Dates, Deadlines, and Logistics
If you are interested in participating in the symposium, please send us a 250-word abstract of your paper by November 15, 2021. The abstract should describe the central claim you intend to make in the paper and identify the main arguments you intend to offer in support of that claim. Please submit the abstract to Katy Glenn Bass at [email protected]. We intend to review all of the abstracts by the end of November, with the goal of commissioning 6-12 papers of 8,000-12,000 words.
First drafts will be due March 1, 2022. We will review these drafts and return high-level feedback by the end of March. These drafts will also be circulated to all participants in advance of the symposium, which will take place on April 7-8, 2022 at Columbia University (in-person, if public health circumstances allow). Revised drafts will be due after the symposium. We will either partner with a major law review in publishing the papers (as the Knight Institute did with this series) or publish the papers in an edited book volume (as the Institute did with this series). Authors will also be asked to write a short (1,000-2,000 word) blog post summarizing their article for the Knight Institute website. Each author will receive an honorarium of $6,000 (or $4,000 for each author in a jointly authored piece).

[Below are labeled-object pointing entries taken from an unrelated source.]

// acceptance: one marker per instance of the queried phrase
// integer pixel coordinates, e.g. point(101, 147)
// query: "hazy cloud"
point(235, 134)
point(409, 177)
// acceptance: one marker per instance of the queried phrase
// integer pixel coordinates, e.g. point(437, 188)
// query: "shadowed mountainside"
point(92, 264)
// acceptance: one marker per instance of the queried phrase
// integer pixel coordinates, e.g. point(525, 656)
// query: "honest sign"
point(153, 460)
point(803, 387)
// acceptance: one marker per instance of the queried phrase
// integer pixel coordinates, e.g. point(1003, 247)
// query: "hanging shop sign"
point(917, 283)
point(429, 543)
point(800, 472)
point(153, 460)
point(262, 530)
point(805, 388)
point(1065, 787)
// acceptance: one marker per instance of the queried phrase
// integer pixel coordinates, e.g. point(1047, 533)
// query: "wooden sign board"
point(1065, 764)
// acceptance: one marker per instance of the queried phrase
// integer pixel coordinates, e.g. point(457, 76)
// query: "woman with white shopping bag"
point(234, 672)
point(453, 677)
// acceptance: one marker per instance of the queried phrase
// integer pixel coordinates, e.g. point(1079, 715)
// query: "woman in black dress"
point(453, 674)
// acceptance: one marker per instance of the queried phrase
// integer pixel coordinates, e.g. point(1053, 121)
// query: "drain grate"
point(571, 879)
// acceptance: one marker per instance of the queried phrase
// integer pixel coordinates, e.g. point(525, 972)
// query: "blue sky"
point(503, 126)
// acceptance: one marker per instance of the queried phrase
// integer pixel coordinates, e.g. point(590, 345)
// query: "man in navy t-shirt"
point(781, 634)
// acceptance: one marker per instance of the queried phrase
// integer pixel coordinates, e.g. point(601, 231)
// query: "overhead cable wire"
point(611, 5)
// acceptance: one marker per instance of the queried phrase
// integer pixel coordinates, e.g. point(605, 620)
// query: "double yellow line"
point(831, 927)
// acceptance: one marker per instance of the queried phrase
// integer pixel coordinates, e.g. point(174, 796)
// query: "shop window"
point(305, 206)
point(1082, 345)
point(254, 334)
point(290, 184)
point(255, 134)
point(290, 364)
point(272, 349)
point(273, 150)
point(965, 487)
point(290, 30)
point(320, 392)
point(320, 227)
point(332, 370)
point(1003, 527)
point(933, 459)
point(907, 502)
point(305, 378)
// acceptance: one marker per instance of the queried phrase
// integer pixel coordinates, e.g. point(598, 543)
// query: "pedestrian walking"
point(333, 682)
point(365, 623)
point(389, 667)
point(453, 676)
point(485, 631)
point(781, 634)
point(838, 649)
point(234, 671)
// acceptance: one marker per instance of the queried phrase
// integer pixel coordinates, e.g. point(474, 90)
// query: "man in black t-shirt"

Papers will be edited by Genevieve Lakier, Professor of Law and the University of Chicago Law School and Senior Visiting Research Scholar at the Knight Institute, and Katy Glenn Bass, Research Director of the Knight Institute, with the assistance of other Institute staff. We may solicit and publish responses to the papers.
The symposium itself will be held at Columbia Law School. There will be a dinner for participants on the night of and/or the night before the symposium. The symposium itself will be open to the public, and the Knight Institute will cover participants’ travel and hotel expenses. If you are not interested in writing for the symposium but might be willing to be a commentator, please let us know that as well.
Genevieve Lakier is a professor at the University of Chicago Law School and was the Knight Institute's senior visiting research scholar, 2021-2022.
Katy Glenn Bass is the Knight Institute’s research director.